On Mon, Dec 9, 2024 at 11:15 PM Lewis Hyatt <lhy...@gmail.com> wrote:
>
> On Mon, Dec 09, 2024 at 02:07:07PM +0100, Richard Biener wrote:
> > On Tue, Dec 3, 2024 at 2:42 PM Richard Biener
> > <richard.guent...@gmail.com> wrote:
> > >
> > > On Tue, Dec 3, 2024 at 2:07 PM Lewis Hyatt <lhy...@gmail.com> wrote:
> > > >
> > > > On Tue, Dec 03, 2024 at 01:28:28PM +0100, Richard Biener wrote:
> > > > > On Mon, Dec 2, 2024 at 1:55 AM Lewis Hyatt <lhy...@gmail.com> wrote:
> > > > > >
> > > > > > This patch is my new way to handle what was previously done in v2 
> > > > > > patch
> > > > > > 04/14, discussed at:
> > > > > > https://gcc.gnu.org/pipermail/gcc-patches/2024-November/669527.html
> > > > > >
> > > > > > The only places I have found running into trouble with reallocated 
> > > > > > PHI nodes
> > > > > > (at least, the only places revealed by changing the size of 
> > > > > > location_t) are
> > > > > > those which remember a gphi object before a call to loop_version() 
> > > > > > and then
> > > > > > try to use it after. I fixed three affected call sites in this new 
> > > > > > patch.
> > > > >
> > > > > I guess it might be nice to avoid PHI node re-allocation by 
> > > > > loop_version(),
> > > > > I remember fixing up other CFG manipulations to avoid the need for
> > > > > intermittent more PHI arguments.  Anway, the patch is OK besides one
> > > > > minor adjustment, see below ...
> > > > >
> > > >
> > > > Thanks again for looking at all the patches.
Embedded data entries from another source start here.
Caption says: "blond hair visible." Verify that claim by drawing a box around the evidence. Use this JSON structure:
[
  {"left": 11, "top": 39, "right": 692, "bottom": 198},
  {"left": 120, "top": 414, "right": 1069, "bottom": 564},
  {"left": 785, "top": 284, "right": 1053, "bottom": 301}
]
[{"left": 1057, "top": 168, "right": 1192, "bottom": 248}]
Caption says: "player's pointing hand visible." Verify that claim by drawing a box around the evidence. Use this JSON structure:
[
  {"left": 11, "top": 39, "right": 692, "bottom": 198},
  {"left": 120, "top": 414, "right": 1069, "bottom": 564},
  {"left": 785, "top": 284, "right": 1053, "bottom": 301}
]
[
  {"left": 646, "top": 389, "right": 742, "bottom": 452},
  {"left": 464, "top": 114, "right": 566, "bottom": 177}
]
Comment below...
> > > >
> > > > ...
> > > >
> > > > > > diff --git a/gcc/tree-vect-loop-manip.cc 
> > > > > > b/gcc/tree-vect-loop-manip.cc
> > > > > > index 54b29540eb5..4f3abb94e6a 100644
> > > > > > --- a/gcc/tree-vect-loop-manip.cc
> > > > > > +++ b/gcc/tree-vect-loop-manip.cc
> > > > > > @@ -4190,6 +4190,14 @@ vect_loop_versioning (loop_vec_info 
> > > > > > loop_vinfo,
> > > > > >                             prob * prob2, (prob * prob2).invert (),
> > > > > >                             prob * prob2, (prob * prob2).invert (),
> > > > > >                             true);
> > > > > > +
> > > > > > +      /* If the PHI nodes in the loop header were reallocated, we 
> > > > > > need to fix up
> > > > > > +        our internally stashed copies of those.  */
> > > > > > +      if (loop_to_version == loop)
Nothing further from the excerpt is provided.